15 Temmuz'a giden yolda FETÖ'den ilk kurşun: Hrant Dink cinayeti

Fetullahçı Terör Örgütü, 15 Temmuz darbe girişimine giden yolda 17/25 Aralık ve MİT tırları kumpası gibi kirli operasyonları devreye soktu. Terör örgütü darbe girişimine giden süreçte ilk kurşunu Hrant Dink cinayetinde sıktı. FETÖ, Ergenekon ve Balyoz soruşturmalarına giden kapıyı aralayan cinayeti, İstanbul Emniyeti ve TSK'nın dizayn edilebilmesi için 'araç' olarak kullandı.

Giriş Tarihi 19 Ocak 2023, 08:05 Güncelleme 19 Ocak 2023, 09:27
15 Temmuz’a giden yolda FETÖ’den ilk kurşun: Hrant Dink cinayeti

İÇİNDEKİLER

Agos Gazetesi Genel Yayın Yönetmeni Hrant Dink 19 Ocak 2007'de İstanbul Şişli'de, genel yayın yönetmenliğini yaptığı Agos Gazetesi önünde uğradığı silahlı saldırı sonucunda öldürüldü.
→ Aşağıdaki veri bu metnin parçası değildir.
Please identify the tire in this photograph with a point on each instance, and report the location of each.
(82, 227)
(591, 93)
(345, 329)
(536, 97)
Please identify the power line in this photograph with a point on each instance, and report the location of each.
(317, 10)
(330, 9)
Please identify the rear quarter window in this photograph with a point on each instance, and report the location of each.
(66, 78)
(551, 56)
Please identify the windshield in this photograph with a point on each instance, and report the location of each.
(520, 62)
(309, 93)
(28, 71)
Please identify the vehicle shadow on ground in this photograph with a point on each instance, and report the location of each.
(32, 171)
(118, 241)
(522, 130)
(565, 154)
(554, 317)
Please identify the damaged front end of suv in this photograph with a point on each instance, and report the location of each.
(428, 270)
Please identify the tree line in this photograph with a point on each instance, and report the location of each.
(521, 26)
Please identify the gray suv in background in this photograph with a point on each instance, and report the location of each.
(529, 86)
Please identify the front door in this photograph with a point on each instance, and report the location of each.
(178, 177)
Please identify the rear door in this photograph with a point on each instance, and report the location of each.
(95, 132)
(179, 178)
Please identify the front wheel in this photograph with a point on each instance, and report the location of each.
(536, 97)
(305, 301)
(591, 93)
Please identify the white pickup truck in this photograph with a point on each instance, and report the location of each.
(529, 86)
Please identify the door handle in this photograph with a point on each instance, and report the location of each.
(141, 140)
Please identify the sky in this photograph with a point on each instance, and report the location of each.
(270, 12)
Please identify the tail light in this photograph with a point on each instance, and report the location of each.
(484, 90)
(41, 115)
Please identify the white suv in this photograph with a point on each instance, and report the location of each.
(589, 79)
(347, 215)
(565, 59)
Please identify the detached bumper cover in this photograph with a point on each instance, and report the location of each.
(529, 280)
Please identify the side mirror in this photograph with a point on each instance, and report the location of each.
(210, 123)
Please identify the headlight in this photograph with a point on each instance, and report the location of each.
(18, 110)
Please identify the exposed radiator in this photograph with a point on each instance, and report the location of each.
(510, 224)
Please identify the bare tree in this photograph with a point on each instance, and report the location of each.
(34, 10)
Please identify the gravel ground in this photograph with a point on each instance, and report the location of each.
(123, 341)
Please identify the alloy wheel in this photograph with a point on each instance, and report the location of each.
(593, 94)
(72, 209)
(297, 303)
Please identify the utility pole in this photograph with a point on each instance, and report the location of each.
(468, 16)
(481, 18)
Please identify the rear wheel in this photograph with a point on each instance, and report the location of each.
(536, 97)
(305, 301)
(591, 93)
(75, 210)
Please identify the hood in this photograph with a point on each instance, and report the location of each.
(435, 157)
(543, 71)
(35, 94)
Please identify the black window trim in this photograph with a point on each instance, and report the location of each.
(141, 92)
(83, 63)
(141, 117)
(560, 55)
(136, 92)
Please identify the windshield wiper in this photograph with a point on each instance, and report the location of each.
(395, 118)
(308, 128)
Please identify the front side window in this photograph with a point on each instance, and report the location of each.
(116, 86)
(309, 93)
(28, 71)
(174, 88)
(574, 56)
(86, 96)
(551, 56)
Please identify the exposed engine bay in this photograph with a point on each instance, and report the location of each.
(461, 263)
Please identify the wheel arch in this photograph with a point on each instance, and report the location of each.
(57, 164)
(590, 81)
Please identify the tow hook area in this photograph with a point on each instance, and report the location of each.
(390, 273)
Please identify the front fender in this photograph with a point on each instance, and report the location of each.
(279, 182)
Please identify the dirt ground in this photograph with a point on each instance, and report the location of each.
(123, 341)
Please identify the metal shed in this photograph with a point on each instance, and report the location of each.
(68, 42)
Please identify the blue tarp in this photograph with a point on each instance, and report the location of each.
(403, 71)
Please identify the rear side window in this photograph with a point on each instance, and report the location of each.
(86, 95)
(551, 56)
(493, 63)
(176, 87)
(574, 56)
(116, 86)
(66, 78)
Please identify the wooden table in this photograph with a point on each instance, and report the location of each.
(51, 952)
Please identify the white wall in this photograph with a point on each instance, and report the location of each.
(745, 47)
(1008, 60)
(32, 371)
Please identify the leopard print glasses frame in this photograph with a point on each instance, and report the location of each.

Saldırıyı gerçekleştirdiği güvenlik kameralarından tespit edilen 17 yaşındaki Ogün Samast, 20 Ocak 2007'de Samsun Otogarında yakalandı.

MAHKEME İDDİANAMEYİ KABUL ETTİ
Cinayete ilişkin ilk soruşturma İstanbul Beşiktaş Adliyesinde, dönemin özel yetkili savcıları Selim Berna Altay ve FETÖ firarisi olan Fikret Seçen tarafından yürütüldü. İlk dava bu iki savcının iddianameleri sonucunda 20 Nisan 2007'de tamamlayıp açıldı.

Bu davada tetikçi Ogün Samast'ın yanı sıra onu azmettiren Yasin Hayal ve emniyet muhbiri Erhan Tuncel'in de aralarında bulunduğu 18 sanık yer aldı. İstanbul 14. Ağır Ceza Mahkemesi bu iddianameyi, eksiklikler bulunduğu gerekçesiyle savcılığa iade etti ancak savcılığın itirazı üzerine mahkeme heyeti iddianameyi kabul etti.

İDDİANAMEYİ İADE EDEN HAKİME SÜRGÜN
İddianameyi savcılığa iade eden mahkeme heyeti başkanı Erkan Canak, 4 Aralık 2010'da görevden alındı ve Sakarya'ya sürüldü. Yerine aynı mahkemenin üye hakimi Rüstem Eryılmaz başkan yapıldı. Sonraki aylarda hazırlanan yeni iddianamelerle sanık sayısı 20'ye yükseldi.

Daha sonra tetikçi Samast'ın dosyası, yaşının küçük olması nedeniyle ana davadan ayrıldı, çocuk mahkemesine gönderildi. Samast 25 Temmuz 2011'de "tasarlayarak öldürme" ve "ruhsatsız silah taşıma" suçlarından 22 yıl 10 ay hapis cezasına çarptırıldı.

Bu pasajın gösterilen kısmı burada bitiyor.